A homologação é algo que lhes é estranho. Não se homologa atos como a petição inicial, a contestação, o recurso etc.: eles procedem ou não. A finalidade dela está na atribuição ao ato de um efeito que, em sua natureza, não existe, efeito esse que só o agente homologatório pode atribuir. Como a chancela pelo fisco, no lançamento sujeito à homologação, e a força de coisa julgada, para o acordo celebrado pelos litigantes. 

O sentido do caput do art. 200, portanto, é estabelecer o óbvio: os atos dispositivos das partes, para produzirem seu efeito precípuo, não precisam ser homologados. A transação sobre o objeto da lide, por exemplo, enseja a extinção desta última, desde que, claro, seja válida e eficaz conforme seus próprios requisitos.

A ressalva do parágrafo único feita à desistência da ação também se dá por motivos óbvios. Embora o ato de desistir já produza o efeito de desfazer a demanda (pois a revoga), ele não tem como gerar a imediata extinção do processo, uma vez que tal extinção só ocorre por decisão judicial. É inconcebível dizer que a parte possa, ela mesma, extinguir o processo.

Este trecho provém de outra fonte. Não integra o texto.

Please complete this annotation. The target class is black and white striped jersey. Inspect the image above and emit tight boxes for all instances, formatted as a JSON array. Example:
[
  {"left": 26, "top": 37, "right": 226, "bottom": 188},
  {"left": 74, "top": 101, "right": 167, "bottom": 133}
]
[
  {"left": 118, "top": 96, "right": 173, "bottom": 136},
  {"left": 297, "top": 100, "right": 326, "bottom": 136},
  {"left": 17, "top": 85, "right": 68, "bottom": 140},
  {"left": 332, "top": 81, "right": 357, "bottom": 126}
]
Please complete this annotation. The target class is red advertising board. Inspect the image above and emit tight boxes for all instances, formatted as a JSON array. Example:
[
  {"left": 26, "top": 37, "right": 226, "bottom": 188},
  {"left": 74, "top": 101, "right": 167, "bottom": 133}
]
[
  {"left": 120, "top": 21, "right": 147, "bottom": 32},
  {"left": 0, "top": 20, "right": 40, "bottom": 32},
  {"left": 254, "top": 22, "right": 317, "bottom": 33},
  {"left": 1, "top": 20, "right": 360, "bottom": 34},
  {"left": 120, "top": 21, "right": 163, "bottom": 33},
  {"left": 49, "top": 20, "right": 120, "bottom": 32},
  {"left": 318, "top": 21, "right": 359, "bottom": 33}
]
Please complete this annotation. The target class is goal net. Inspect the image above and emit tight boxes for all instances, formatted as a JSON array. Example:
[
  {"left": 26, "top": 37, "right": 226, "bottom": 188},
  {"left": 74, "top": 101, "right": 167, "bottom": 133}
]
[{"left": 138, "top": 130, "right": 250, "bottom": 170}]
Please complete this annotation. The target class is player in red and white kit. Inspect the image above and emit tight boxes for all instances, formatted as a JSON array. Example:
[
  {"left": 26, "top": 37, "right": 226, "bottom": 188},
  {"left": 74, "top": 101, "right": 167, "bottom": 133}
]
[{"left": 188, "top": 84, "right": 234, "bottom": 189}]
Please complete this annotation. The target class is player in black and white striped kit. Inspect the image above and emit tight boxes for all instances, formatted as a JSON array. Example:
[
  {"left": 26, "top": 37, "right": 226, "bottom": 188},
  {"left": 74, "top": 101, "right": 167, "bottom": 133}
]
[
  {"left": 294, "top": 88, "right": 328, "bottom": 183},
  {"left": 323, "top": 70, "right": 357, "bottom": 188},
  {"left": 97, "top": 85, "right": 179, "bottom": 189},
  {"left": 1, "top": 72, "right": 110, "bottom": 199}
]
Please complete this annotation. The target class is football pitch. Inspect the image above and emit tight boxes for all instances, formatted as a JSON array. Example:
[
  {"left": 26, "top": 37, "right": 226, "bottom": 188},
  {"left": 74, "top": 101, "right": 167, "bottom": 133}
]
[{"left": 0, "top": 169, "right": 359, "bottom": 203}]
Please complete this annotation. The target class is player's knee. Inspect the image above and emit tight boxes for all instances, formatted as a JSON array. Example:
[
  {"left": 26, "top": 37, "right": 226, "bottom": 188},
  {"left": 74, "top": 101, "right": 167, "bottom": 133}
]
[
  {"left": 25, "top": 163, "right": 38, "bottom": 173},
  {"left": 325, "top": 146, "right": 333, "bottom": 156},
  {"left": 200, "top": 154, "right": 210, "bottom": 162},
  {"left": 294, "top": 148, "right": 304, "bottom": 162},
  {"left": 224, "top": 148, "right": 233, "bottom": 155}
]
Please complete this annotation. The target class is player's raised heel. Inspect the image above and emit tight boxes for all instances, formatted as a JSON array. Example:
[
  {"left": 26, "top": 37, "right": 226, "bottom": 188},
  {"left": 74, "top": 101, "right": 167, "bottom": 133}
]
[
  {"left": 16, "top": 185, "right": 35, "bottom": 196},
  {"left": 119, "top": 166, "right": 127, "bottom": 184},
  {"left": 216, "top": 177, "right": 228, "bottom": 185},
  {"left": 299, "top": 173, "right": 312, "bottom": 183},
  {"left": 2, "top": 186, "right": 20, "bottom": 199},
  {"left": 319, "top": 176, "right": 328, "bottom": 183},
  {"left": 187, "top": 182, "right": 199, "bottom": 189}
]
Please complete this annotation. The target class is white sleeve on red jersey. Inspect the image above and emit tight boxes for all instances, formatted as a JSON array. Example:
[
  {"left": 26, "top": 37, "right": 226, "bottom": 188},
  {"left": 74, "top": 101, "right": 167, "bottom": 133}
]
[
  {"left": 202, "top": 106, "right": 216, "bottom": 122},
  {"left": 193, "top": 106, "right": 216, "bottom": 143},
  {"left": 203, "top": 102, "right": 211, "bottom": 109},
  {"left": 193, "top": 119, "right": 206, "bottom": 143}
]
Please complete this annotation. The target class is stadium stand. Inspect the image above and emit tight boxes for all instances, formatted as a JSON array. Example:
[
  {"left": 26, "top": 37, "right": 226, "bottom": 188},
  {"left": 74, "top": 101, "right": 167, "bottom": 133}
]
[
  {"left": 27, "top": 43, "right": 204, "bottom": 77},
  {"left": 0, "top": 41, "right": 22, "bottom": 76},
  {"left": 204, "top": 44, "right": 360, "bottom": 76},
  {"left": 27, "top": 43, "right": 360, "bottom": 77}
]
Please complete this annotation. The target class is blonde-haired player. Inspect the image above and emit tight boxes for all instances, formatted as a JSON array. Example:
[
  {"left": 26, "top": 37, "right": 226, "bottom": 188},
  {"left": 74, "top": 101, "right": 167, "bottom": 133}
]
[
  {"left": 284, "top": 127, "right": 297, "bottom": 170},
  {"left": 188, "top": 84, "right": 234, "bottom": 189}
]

Em verdade, trata-se de uma falsa homologação: não há o que se homologar; tem-se apenas de, verificando a validade e a eficácia do ato de desistência, extinguir o processo sem resolução do mérito. Já no recurso a “homologação” é desnecessária, pois a extinção do processo já se deu, conquanto esteja condicionada pelo recurso. Assim, por força da desistência, ao se retirar este último, a extinção do processo se desprende de suas amarras. 

Não obstante, mesmo se se entender que os atos postulatórios se encontram no âmbito do dispositivo em análise, dele não se pode extrair qualquer vestígio de fixação da preclusão consumativa.

Explico.

Ora, preclusão consumativa não é efeito próprio do ato praticado. É um efeito que a ele pode se agregar (anexar, como se diz). Tanto por lei como por disposição negocial (caso da decadência, art. 211, CC).

O efeito precípuo de um recurso, por exemplo, não é gerar a perda do direito a ele.

Ou seja, querer extrair do art. 200, CPC, que apenas fixa a autonomia da eficácia do ato processual da parte de qualquer tipo de chancela judicial, a dita preclusão é, numa metáfora, transformar o antídoto no veneno. Seu sentido não é dizer algo do tipo: “se a parte desistiu não pode mais praticar o poder de desistir”, mas sim fixar que “o ato de desistir opera seu efeito independentemente de qualquer agregação que lhe seja feita por uma decisão judicial”.

Retoricamente, é de se perguntar: se a previsão da preclusão consumativa está no art. 200, CPC, caso ele não existisse no ordenamento, poder-se-ia dizer que a ocorrência dela dependeria de homologação judicial, visto ser função dele, exatamente, a dispensa de tal homologação?  

São essas, portanto, minhas razões para objetar a tese de que a preclusão consumativa referente aos atos das partes tem, no art. 200, CPC, a sua base normativa.

Que sigamos em busca desse texto perdido.